18 February 2018

Maybe the first Davie Richards mystery should've been the last...

Pacific Homicide - Patricia Smiley


Pacific Homicide
I happen to be someone who devours mystery-thriller novels, and if you’re going to read somewhere between fifty and 100 of them a year, you tend to have fairly loose standards. I know that not every writer can be Michael Connelly; but I certainly hope that not every writer is Tim Downs, either. My most recent read, sadly, is closer to the latter: that’s why I’m assigning a mere two stars to Pacific Homicide, the first Davie Richards mystery.

Richards, the newest detective of LAPD’s Pacific Division homicide squad, is a second-generation cop. Her dad, however, was unceremoniously drummed out of the department after he shot a teenager and paralyzed him. Unfortunately for Davie, the lawyer who lost the civil case is the newly appointed head of the police oversight board.

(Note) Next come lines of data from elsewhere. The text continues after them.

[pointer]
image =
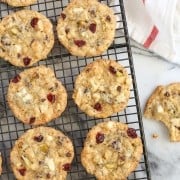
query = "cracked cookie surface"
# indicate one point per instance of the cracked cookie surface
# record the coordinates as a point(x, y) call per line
point(164, 105)
point(102, 88)
point(19, 2)
point(42, 153)
point(26, 37)
point(111, 151)
point(86, 27)
point(36, 97)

Not that this has anything to do with Davie’s current case, which is that of the beautiful teenaged Russian blonde whose mangled body was found in the LA sewer system. The diminutive (of course) but gorgeous (likewise) redhead with a streak of rebellion (I’m seeing a pattern here) will get the job done, though. That’s regardless of her recent officer-involved shooting (duh) while saving the life of the partner with whom she was having a fling (…). Never mind the complication of her ex's sudden reassignment to Davie's division.

You see where I’m getting to, right? Pacific Homicide is so full of tropes that it’s hard not to trip over a new one every page or so. Author Patricia Smiley (back in print seven years after the fourth Tucker Sinclair mystery) definitely didn’t go out on any creative limbs for her police procedural. Even Davie’s domicile is a trope of the female detective subgenre: she lives in a converted garage behind the house of a non-threatening older man: Kinsey Milhone, anyone?
All that derivative prose makes it hard to concentrate on the mystery aspect of Pacific Homicide, but to be truthful it’s not particularly well done, either. While the villain’s identity does come as a surprise, Smiley commits the sin of not providing clues to his identity for her readers to attempt to out-detect the detective. The bad guy’s tipoff? He’s a creep… not that being a creep is actionable in real police work.

     There's also an ancillary plot: the aforementioned lawyer bears a grudge against Richards because, after he lost the case against her dad, the foxy mama of the paralyzed kid didn't spread her luscious legs for him. Give us a break, Patty! the guy hasn't managed to get laid in the past fifteen years? and he thinks it's the hero's fault?

Smiley’s pumped out a couple more books in the series, but given the snore-fest I encountered in Pacific Homicide, I’m gonna give ‘em a pass. I’d suggest you do the same.